MEBS’ clients “are the employers, because they buy benefits on behalf of the employees,” said Spink.
“We work with management, without question, because they are our clients, but we exist for the benefit of our members,” said Spink, “and so we’re looking for better and more creative ways to maintain benefits for our membership in a way that’s fiscally responsible.”
Associated Mutual is “unique” among insurance companies in Michigan, he said, because of its organizational structure, and it is growing.
“We’ve finally grown beyond small,” said Spink, who has been with MEBS Inc. for two years.
Spink said it seems that the traditional way of saving money on employee benefits is “always raising co-pays, always raising deductibles, increasing the amount the employee has to put into the insurance.”

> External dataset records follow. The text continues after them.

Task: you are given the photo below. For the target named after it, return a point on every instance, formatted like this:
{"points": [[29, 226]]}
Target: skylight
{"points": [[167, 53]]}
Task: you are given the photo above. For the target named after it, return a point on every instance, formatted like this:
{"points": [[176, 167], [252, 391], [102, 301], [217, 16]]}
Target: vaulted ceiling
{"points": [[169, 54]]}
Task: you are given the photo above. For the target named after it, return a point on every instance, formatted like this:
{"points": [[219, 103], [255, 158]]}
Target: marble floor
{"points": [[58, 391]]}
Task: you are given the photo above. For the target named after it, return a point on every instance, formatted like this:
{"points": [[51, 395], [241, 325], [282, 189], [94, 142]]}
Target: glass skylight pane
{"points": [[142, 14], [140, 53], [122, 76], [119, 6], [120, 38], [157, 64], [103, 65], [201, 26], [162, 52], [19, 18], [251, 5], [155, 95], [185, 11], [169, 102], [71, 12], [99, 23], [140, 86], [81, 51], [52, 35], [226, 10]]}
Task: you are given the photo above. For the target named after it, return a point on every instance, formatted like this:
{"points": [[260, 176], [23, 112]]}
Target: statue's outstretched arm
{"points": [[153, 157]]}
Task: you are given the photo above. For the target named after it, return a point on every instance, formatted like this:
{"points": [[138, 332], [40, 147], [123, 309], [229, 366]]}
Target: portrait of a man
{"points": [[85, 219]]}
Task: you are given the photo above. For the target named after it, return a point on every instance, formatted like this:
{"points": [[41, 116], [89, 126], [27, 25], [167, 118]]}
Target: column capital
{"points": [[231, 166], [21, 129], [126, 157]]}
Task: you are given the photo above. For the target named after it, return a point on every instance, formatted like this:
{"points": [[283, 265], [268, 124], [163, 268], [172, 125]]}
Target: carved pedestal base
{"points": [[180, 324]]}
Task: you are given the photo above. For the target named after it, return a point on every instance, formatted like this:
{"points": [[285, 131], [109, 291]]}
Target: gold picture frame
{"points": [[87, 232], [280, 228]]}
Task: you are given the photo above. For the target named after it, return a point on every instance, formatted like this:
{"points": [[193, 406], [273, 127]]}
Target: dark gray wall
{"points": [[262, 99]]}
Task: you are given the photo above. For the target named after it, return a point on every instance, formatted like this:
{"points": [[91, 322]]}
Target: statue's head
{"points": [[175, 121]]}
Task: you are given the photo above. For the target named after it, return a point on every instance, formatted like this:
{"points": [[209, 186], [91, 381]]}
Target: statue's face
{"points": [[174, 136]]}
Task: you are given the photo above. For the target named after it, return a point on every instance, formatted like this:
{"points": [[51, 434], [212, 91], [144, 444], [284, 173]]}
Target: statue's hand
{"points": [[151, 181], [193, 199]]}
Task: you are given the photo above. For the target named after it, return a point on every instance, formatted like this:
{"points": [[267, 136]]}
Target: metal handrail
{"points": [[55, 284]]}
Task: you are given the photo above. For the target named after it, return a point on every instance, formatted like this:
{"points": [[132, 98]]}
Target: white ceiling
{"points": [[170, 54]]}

What benefit plan managers often fail to consider are ways to encourage employees to make decisions that will save them and the employer money at the same time.
“For example, you can go to a hospital and pay $2,000 for an MRI. You can go to a clinic — the same machine, the same person reading the results — and pay $750.”

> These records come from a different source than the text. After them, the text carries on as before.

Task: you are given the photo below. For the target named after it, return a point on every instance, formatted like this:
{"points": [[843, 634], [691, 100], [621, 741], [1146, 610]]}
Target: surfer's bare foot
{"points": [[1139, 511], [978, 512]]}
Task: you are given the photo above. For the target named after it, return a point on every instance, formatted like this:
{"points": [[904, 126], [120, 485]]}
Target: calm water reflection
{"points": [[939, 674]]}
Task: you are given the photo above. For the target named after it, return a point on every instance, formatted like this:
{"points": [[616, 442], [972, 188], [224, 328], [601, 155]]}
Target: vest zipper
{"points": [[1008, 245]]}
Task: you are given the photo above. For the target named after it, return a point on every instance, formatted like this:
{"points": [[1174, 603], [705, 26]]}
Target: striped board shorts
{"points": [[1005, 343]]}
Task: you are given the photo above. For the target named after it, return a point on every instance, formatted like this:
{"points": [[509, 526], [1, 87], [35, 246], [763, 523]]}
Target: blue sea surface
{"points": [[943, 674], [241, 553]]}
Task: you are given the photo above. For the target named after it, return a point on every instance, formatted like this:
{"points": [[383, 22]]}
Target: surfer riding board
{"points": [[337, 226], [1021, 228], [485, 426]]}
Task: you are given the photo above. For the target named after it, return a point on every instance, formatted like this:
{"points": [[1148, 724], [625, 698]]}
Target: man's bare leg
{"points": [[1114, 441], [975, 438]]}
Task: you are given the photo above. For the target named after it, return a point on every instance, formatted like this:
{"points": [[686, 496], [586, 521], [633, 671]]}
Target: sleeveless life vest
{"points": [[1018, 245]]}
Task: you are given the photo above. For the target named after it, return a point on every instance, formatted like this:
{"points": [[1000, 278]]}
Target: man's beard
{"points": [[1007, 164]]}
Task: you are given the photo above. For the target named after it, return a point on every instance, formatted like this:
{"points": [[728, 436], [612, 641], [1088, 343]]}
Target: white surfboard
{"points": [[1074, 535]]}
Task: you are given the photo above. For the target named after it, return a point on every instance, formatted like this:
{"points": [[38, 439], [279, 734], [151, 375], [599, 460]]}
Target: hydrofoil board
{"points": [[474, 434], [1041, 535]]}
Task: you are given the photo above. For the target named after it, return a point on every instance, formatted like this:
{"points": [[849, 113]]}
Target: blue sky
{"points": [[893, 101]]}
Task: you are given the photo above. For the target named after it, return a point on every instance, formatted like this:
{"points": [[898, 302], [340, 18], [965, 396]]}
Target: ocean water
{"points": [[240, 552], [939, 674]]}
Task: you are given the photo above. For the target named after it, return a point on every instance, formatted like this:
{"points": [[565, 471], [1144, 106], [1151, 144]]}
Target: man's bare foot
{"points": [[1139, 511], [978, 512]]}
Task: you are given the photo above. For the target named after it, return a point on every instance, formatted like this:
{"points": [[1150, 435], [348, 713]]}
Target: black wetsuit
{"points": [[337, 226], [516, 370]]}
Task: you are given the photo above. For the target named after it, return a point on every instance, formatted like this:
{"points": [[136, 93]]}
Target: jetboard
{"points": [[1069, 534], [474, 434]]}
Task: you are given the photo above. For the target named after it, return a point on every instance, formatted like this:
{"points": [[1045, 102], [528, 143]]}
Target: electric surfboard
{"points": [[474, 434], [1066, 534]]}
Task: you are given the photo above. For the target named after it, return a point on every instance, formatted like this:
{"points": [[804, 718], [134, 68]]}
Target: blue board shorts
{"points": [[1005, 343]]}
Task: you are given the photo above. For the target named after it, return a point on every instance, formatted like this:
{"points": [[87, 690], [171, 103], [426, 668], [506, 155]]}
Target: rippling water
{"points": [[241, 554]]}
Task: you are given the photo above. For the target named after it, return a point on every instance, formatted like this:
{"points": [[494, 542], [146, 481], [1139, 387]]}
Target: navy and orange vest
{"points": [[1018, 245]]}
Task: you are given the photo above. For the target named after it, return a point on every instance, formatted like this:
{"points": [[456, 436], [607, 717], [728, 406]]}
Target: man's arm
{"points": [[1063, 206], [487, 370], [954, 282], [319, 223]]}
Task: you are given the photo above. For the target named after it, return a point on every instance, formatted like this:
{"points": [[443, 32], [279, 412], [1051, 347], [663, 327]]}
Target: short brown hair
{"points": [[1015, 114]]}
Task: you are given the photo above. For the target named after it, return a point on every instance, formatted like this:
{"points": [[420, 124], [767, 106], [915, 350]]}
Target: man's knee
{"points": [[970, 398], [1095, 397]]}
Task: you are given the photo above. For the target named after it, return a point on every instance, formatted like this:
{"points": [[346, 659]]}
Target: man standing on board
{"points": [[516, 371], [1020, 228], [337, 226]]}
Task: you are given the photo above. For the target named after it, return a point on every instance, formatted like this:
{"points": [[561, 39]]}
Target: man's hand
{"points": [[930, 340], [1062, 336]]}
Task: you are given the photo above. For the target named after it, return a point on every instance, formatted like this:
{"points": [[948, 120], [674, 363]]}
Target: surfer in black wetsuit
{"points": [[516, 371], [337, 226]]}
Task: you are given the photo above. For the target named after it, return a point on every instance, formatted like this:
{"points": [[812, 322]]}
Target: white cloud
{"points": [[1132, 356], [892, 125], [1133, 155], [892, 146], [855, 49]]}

MEBS tries to educate its membership to be “true consumers of health care.”
“We also try to build our plans in ways that encourage the behavior we want — and not just trying to shift cost,” he added. That could mean coverage that does not require a co-pay for an MRI at a clinic but requires a $200 co-pay for an MRI at a hospital.
However, “quality is important, not just price,” he said.
Prescription drugs are another major example of the types of costs insurance carriers are struggling to control.
“A typical labor plan — and formerly a typical plan, in general — was a $10 co-pay for generic and $20 for formulary branding drugs. To save money, they would go to $20 for generic and $30 for formulary.”
He added that “a generic drug costs, on average, less than $10, and a brand drug costs, on average, over $80,” so a better option for both employee and employer would be a plan with a $10 co-pay on generics and a $50 co-pay on a brand-name drug.
“We’re not trying to punish anyone, but we want them to choose an equal and effective generic alternative. Their treatment is not diminished in any way,” he said, and it takes less money out of the employee’s pocket while saving the employer money.
“We all know we have to save employers money, especially in the public sector, but it doesn’t always have to automatically just shift cost to the member,” he said. “We can be creative and build plans that encourage better decisions, better behavior, to reduce cost of health care overall — or at least as much as possible — and approach the level of benefits an employee is used to.”
Spink is a native of Philadelphia and has worked in employee benefits related to health care issues for 20 years.
Associated Mutual is located at 5800 Foremost Drive in southeast Grand Rapids.